2.1 Bodem en bodemkartering
De bodem is het buitenste deel van de aarde. Het materiaal waaruit de bodem bestaat (het moedermateriaal of uitgangsmateriaal) is in ons land grotendeels van elders aangevoerd, o.a. door de wind (löss, dekzand, stuifzand, duinzand), de rivieren (rivierklei en –zand), de zee (zeeklei en –zand) en door het landijs (smeltwaterafzettingen, keileem), soms is het ter plaatse ontstaan (veen).
Figuur 3 Drie bodemeenheden in hun landschappelijk verband. De eenheden op de rug, op de helling en in het dal zijn verschillend. Elke eenheid (I, II en III) wordt op de bodemkaart onderscheiden met een eigen code en kleur. Onder het diagram een schematische voorstelling van de bodemprofielen van de drie eenheden.
Door veranderingen in de sedimentatie vertoont het moedermateriaal vaak een zekere gelaagdheid.
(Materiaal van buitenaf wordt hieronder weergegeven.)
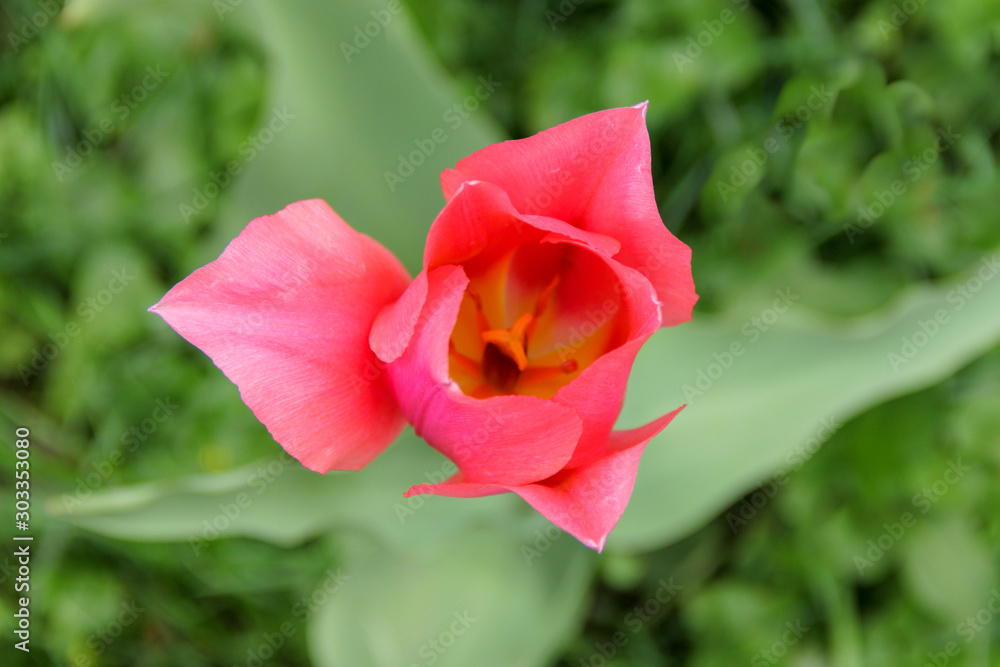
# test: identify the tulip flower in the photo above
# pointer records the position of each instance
(509, 353)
Onder invloed van uitwendige omstandigheden treedt bodemvorming op, waarbij veranderingen in het moedermateriaal ontstaan door omzetting, uitspoeling en ophoping van minerale en organische stoffen . Elke grond heeft dus als gevolg van de afzetting en van de bodemvorming een opeenvolging van min of meer horizontale lagen, die verschillen in samenstelling en eigenschappen. Deze lagen heten horizonten. Samenstelling, dikte en opeenvolging van horizonten –het bodemprofiel- verschillen per grond. Gronden met een ongeveer gelijk bodemprofiel beschouwt men als een eenheid [Simonson1968]. Bij de bodemkartering stelt men door boringen de bodemeenheden vast en bepaalt op basis van overeenkomsten en verschillen tussen (groepen van) bodemprofielen de grenzen van die eenheden. Verschillen in bodemgesteldheid en landschap gaan vaak samen, omdat beide zijn ontstaan onder invloed van dezelfde uitwendige omstandigheden (figuur 3). Dit is bij de bodemkartering van groot belang, omdat het daardoor mogelijk is met betrekkelijk weinig boringen de grenzen tussen de verschillende gronden op te sporen en in kaart te brengen [Schelling-etal1975].
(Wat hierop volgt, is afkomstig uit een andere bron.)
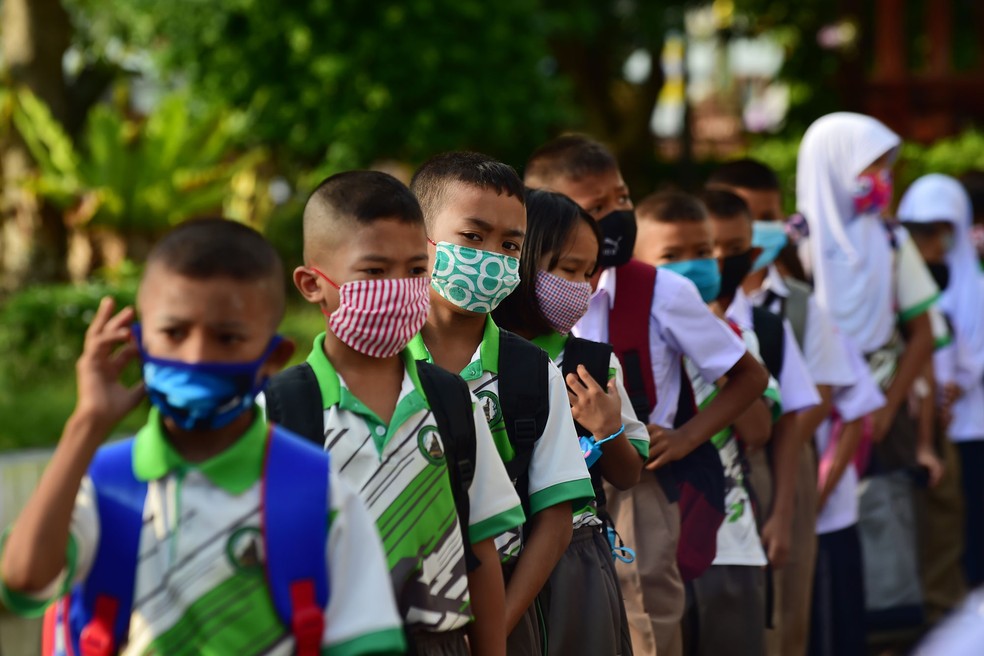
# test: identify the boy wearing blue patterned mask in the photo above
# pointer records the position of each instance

2.2 Gebruikersperspectief Bodemkaart
De bodemkundige informatie op de Bodemkaart van Nederland 1: 50 000, die de basis vormt voor het bodemkundig model in de Basisregistratie Ondergrond, heeft betrekking op de aard en samenstelling van de bovengrond (grondsoort) met een verdere onderverdeling naar bodemvorming, veensoort, afwijkende lagen in het profiel, aanwezigheid van kalk en verstoringen door vergraving en egalisatie. De kaart geeft bodemkundige informatie over de stedelijke gebieden op het moment van de kartering. De bodemkaart is bedoeld voor nationale, regionale en lokale studies op het gebied van hydrologie, bodemgeschiktheid, bodemkwetsbaarheid, natuurontwikkeling, landschapsplanning en ruimtelijke planvorming.
Omdat informatie in het stedelijk gebied ontbreekt is de bodemkaart niet geschikt is voor het oplossen van stedelijke vraagstukken. Op locaties waar na de kartering stedelijk gebied is ontstaan kan de bodemopbouw op die locatie gewijzigd zijn. De beoordeling of het geleverde informatieniveau nog bruikbaar is voor de specifieke vraagstelling is ter beoordeling aan de gebruiker.
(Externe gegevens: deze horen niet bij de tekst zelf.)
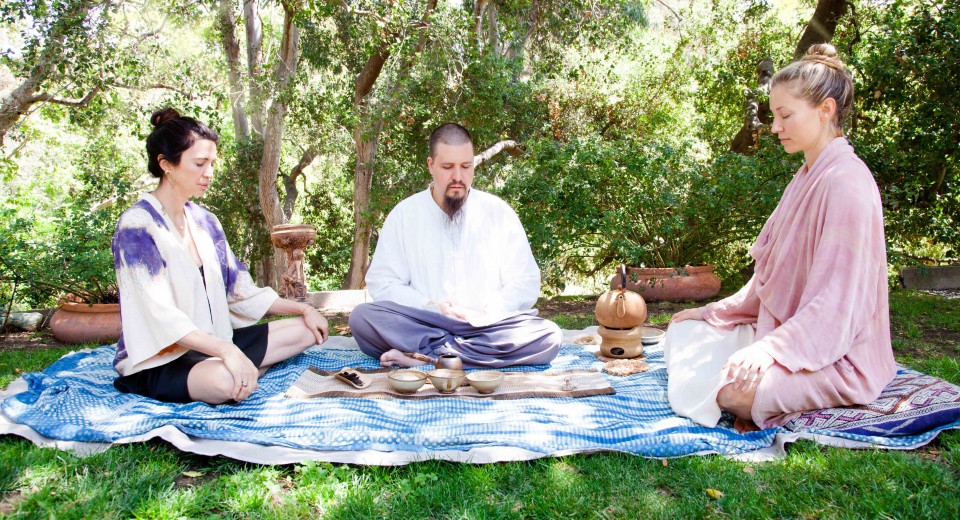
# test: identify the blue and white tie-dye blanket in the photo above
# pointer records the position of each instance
(73, 404)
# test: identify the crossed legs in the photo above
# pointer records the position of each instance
(210, 381)
(387, 331)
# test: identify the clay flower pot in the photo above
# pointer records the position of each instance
(683, 284)
(83, 322)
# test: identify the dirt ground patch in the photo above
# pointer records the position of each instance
(29, 340)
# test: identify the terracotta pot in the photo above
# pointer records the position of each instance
(672, 284)
(81, 322)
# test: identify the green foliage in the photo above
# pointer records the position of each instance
(907, 127)
(68, 250)
(591, 203)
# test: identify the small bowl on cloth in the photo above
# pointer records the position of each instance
(446, 380)
(485, 381)
(406, 381)
(651, 336)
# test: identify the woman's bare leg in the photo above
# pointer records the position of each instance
(286, 339)
(740, 404)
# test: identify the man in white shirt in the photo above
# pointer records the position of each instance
(453, 274)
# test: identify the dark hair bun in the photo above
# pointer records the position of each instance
(824, 53)
(163, 115)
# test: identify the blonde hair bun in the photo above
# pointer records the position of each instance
(824, 53)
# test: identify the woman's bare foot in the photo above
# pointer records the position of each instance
(395, 358)
(745, 425)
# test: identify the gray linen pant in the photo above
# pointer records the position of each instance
(518, 340)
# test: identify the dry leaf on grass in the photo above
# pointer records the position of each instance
(714, 494)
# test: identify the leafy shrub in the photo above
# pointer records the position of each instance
(590, 203)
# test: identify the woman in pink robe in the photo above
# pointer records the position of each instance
(818, 296)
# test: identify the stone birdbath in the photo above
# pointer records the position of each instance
(293, 239)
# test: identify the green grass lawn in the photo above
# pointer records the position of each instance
(153, 480)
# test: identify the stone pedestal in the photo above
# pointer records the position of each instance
(293, 239)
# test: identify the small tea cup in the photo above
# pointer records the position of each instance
(451, 361)
(406, 381)
(446, 380)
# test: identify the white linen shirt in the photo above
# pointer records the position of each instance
(483, 264)
(163, 296)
Het bodemkundig model is geschikt voor het afleiden van thematische kaarten. Deze thematische kaarten vallen echter niet binnen de verantwoordelijkheid van de Basisregistratie Ondergrond. In het gebruik voor nationale, regionale en lokale toepassingen geldt dat de informatiebehoefte per oppervlakte-eenheid toeneemt naarmate het probleem grootschaliger ('lokaler') wordt. De opnameschaal van de data is 1:50.000 en geeft op dat schaalniveau het bijbehorende detail (1 cm2 op de kaart = 25 ha in het terrein). De beoordeling of het geleverde informatieniveau overeenkomt met de informatiebehoefte voor de specifieke vraagstelling is ter beoordeling aan de gebruiker.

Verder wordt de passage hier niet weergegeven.